While we have had historical successes, there can be no assurance that fundraising for our new and existing funds will experience similar success. If we were unable to raise such capital, we would be unable to collect capital raise fees or deploy such capital into investments, which would materially reduce our revenues and cash flow and adversely affect our financial condition.

We remain confident about our ability to find, identify, and source new investment opportunities that meet the requirements and return profile of our investment funds despite headwinds associated with increased asset valuations, competition and increased overall cost of credit. We continue to identify strategic acquisitions on off-market terms and anticipate that this trend will continue. We are at a point in our investment cycle where some of our funds have begun to exit significant parts of their portfolios while other are approaching a potential harvesting phase.
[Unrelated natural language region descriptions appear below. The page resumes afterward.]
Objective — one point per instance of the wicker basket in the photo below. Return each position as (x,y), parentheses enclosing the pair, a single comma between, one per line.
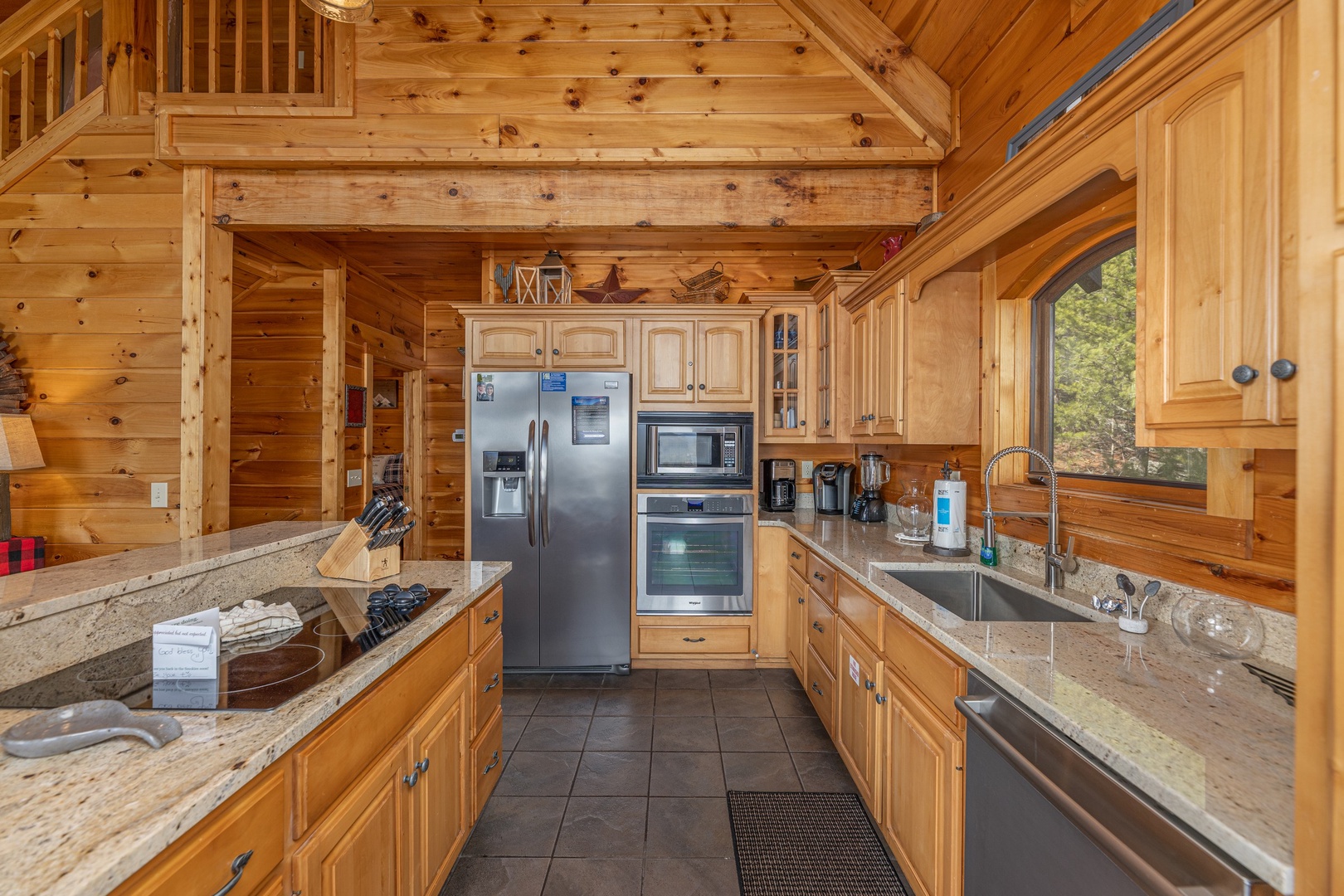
(704,288)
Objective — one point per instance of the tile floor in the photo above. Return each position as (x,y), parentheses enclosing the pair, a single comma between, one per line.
(616,786)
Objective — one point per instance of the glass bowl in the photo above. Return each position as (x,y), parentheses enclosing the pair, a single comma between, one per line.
(1220,626)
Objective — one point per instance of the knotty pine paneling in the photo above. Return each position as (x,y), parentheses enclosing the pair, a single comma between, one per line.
(90,299)
(277,402)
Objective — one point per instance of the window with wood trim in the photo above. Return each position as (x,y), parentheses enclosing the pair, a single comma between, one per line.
(1083,364)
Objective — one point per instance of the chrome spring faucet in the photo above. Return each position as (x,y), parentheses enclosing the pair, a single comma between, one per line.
(1057,563)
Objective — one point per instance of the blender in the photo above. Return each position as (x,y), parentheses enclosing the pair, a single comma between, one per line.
(873,475)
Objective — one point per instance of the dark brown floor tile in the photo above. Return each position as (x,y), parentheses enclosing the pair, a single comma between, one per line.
(743,703)
(683,703)
(538,774)
(559,702)
(576,680)
(691,878)
(686,774)
(602,828)
(791,703)
(594,878)
(489,876)
(620,733)
(520,702)
(516,826)
(686,733)
(613,774)
(749,733)
(636,680)
(823,772)
(760,772)
(806,735)
(626,703)
(682,828)
(554,733)
(735,679)
(683,679)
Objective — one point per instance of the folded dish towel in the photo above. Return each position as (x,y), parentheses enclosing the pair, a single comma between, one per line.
(254,618)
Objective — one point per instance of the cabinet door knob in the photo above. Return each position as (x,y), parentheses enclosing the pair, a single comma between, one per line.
(236,868)
(1283,370)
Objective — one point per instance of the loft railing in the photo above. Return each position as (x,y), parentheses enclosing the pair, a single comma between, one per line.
(266,47)
(50,60)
We have complemented these cycles with other newer funds that will maintain management fees while providing continued sources of activity for our Development segment.

In February 2023, we expanded our access to institutional capital by entering into an agreement with Skyway Capital Markets to serve as a managing broker-dealer for our primary investment products. The agreement designates Skyway to assist us to raise capital primarily from third party broker-dealers and registered investment advisors, many of which have an existing business relationship with Skyway. Skyway will assist us in our efforts to hire, train and manage a national wholesaling team, secure selling agreements, and provide appropriate due diligence to advisors distributing our funds. Our current managing broker-dealer will remain engaged with us to supervise and manage our existing private client sales team and to join Skyway as a selling group member.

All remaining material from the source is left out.